The website of Taiwan’s Presidential Office was hit by an “overseas DDoS attack” earlier today, according to reports, with traffic 200 times greater than usual taking the site offline for 20 minutes.
The attack occurred just hours ahead of US House of Representatives Speaker Nancy Pelosi’s scheduled visit to Taiwan, the first by an elected US official in 25 years.
The DDoS attack occurred at 17:15 Taipei Standard Time (10:15 BST), according to local reports.
A spokesperson for Taiwan’s Presidential Office said it is strengthening monitoring to ensure the security and stable operation of key infrastructure in the wake of the attack.
“In the face of continuous compound information operations by foreign forces, government agencies will continue to strengthen monitoring to maintain national information and communication security and the stable operation of key infrastructure,” said Zhang Dunhan.
There have been no reports of any group claiming responsibility for the attack. A researcher at the SANS Technology Institute told the Reuters news agency that is likely to have been perpetrated by Chinese hacktivists, not the country’s government.
The attack was launched from machines with IP addresses from China’s commercial internet, said Johannes Ullrich, and did not match the usual methods of Chinese government hackers.
Pelosi’s visit has sparked outrage among both the government and social media users in China. Before the start of her tour, China’s President Xi Jinping warned the US “not to play with fire” and ambassadors threatened “grave consequences”. Meanwhile, most trending topics on Weibo, the Chinese Twitter-like service, reportedly relate to Pelosi and her visit to Taiwan.

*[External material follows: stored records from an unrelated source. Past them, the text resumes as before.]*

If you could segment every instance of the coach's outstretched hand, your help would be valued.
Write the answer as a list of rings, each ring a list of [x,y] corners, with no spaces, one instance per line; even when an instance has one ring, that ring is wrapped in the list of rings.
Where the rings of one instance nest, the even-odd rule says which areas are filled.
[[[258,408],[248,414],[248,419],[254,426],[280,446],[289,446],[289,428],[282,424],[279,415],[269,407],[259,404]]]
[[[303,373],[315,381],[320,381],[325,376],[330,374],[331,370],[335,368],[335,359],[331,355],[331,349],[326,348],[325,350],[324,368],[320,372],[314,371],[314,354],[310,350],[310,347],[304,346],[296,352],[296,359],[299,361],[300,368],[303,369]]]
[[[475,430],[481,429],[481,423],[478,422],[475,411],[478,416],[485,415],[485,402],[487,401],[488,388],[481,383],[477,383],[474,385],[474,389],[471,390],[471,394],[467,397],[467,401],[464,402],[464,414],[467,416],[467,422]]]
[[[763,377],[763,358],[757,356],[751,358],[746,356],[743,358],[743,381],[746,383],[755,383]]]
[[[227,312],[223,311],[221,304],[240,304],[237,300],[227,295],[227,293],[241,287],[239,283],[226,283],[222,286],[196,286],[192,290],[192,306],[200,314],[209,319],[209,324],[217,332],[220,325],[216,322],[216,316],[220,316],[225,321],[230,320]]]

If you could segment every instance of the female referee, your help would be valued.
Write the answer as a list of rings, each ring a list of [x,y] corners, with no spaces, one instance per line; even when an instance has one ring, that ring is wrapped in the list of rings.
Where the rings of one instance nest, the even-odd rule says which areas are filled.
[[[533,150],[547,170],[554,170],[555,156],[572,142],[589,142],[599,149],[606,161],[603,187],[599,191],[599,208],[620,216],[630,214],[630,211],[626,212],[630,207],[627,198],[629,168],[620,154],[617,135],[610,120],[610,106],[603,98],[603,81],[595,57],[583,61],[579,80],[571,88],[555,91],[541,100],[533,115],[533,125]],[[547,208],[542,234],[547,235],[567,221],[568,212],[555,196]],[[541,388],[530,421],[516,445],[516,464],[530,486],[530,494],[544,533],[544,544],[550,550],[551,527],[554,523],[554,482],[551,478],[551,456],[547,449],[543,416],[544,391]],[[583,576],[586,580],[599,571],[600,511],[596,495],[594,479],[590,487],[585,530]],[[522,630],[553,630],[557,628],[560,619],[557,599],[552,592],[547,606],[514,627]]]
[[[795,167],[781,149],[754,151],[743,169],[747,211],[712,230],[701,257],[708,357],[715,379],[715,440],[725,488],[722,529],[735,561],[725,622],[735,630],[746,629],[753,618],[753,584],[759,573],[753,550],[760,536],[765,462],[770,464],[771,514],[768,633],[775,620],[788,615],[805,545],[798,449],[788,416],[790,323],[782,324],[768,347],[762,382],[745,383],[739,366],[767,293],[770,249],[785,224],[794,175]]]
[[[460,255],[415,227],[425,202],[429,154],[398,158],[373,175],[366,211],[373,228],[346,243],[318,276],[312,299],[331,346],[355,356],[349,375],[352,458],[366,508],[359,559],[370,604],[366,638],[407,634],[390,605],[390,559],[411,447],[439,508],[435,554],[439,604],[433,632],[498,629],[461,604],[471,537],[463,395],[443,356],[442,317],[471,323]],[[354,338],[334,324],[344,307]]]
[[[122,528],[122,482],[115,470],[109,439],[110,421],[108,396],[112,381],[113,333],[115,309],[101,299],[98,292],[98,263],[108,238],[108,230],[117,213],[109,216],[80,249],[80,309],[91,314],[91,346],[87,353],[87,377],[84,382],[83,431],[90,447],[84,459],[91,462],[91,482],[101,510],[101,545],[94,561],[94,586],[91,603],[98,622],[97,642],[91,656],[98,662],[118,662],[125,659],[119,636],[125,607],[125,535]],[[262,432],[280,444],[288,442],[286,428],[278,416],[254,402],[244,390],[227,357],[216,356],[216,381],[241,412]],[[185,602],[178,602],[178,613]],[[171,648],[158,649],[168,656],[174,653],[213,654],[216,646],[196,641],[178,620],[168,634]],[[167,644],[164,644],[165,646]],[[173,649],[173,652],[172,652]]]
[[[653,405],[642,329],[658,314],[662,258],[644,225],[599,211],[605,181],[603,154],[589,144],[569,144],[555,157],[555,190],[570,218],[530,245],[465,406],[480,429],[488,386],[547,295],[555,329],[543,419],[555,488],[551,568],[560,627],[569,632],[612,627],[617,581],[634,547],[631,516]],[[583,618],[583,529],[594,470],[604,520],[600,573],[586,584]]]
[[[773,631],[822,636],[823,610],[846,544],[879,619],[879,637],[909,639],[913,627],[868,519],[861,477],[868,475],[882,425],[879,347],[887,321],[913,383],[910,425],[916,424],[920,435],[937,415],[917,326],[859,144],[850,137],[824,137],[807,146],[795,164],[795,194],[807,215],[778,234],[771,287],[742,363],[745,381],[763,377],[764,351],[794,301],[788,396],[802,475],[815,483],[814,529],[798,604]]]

Reports suggest many users were upset about the “provocation” and the possibility it will lead to a war between China and the US over Taiwan.
Speaker Pelosi is scheduled to arrive in Taiwan this evening and hold meetings with officials tomorrow.
The return of the political DDoS attack
Although often more of a nuisance than a genuine disruption, politically motivated DDoS attacks have made a comeback in recent times. Research by Russian security company Kaspersky detected 4.5 times as many DDoS attacks in 2022 as last year, largely as a result of the war in Ukraine.
“The amount of ‘smart’ or advanced and targeted attacks also showed a notable growth of 81% compared to the previous record from Q4 2021.” Kaspersky found. “Examples include a site mimicking the popular 2048 puzzle game to gamify DDoS attacks on Russian websites, and a call to build a volunteer IT army in order to facilitate cyberattacks.”
In recent months, Russia-aligned cybercriminal group Killnet has launched DDoS attacks on Ukraine’s allies Lithuania and Romania.
In May, Iran-linked hackers launched a “politically” motivated DDoS attack on the Port of London Authority website.
Ed Macnair, CEO of cybersecurity provider Censornet, described DDoS as a type of “protest attack” that most organisations recover from, but said in the case of Taiwan there is concern it could be “a warning shot of a future cyberattack”.
While it isn’t clear exactly what form this will take, Macnair told Tech Monitor that “when cyberwarfare intensifies, national infrastructure is a more likely target for nation states. More severe disruption can be caused by targeting energy, transport, or communications infrastructure.”
China has launched DDoS attacks in the past. In 2017 a Chinese state-sponsored hacking group launched the biggest DDoS attack of the time against Google. It lasted more than six months and reached a peak of 2.5Tbps in increased traffic and originated from four Chinese ISPs.